THE HOBBIT: THE DESOLATION OF SMAUG directed by Peter Jackson, written by Jackson , Fran Walsh, Philippa Boyens and Guillermo del Toro from the book by J.R.R. Tolkien, with Martin Freeman, Ian McKellen, Orlando Bloom, Evangeline Lilly and Benedict Cumberbatch. A Warner Bros release. 161 minutes. Some subtitles. Opens Friday (December 13). For venues and times, see listings. Rating: NN


The Hobbit movies put me in a bit of a quandary. I’m inordinately fond of the people who make them, and I want to see them happy and successful.

Peter Jackson, Fran Walsh, Guillermo del Toro (who spent a couple of years developing the project before stepping out so Jackson could step back in), Martin Freeman and Ian McKellen are, to a one, swell people who deserve to have all the money in the world.

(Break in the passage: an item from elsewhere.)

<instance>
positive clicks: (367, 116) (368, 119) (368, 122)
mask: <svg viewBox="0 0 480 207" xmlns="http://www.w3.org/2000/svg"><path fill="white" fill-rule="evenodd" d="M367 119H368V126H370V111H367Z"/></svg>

The GNP of New Zealand is clearly benefiting from the production of three more epic J.R.R. Tolkien movies in this decade. A third of the country is probably employed making the costumes alone.

But after another two hours and 40 minutes of The Hobbit: The Desolation Of Smaug – after Freeman’s Bilbo Baggins and his dwarf allies encounter giant spiders and orcs and elves and more orcs (or possibly the same orcs again) and a soupçon of political treachery on the way to the mountain where the dragon Smaug lies sleeping in his plundered gold… well, I keep asking myself why this isn’t the end of it.

There’s not enough story for three Hobbit movies, so Jackson has had to invent new characters and new subplots. Key to The Desolation Of Smaug is the relationship between Kili the dwarf (Aidan Turner, from the UK version of Being Human) and an elf named Tauriel (Lost’s Evangeline Lilly), who flirt a little bit when the dwarves are captured by the elves and then flirt a little bit more when she tends to him after he’s injured by a poison arrow. It adds about 20 minutes to the film and is entirely irrelevant to the story.

Most of The Desolation Of Smaug is like that, fan service to Tolkien diehards who need to actually see the rise of Sauron (also irrelevant to the story of The Hobbit), or to Jackson himself, whose swooping camera movements and elaborate single-take action sequences are starting to feel a little creaky and self-indulgent. Of course, making a nine-hour movie out of a short novel is pretty self-indulgent in itself.

Incidentally, I saw The Desolation Of Smaug in conventional 3D rather than the 48fps High Frame Rate format in which I experienced An Unexpected Journey. This time the film looked more like a movie and less like improperly calibrated HDTV, though the extra darkness imposed by the 3D process made the night scenes that much murkier.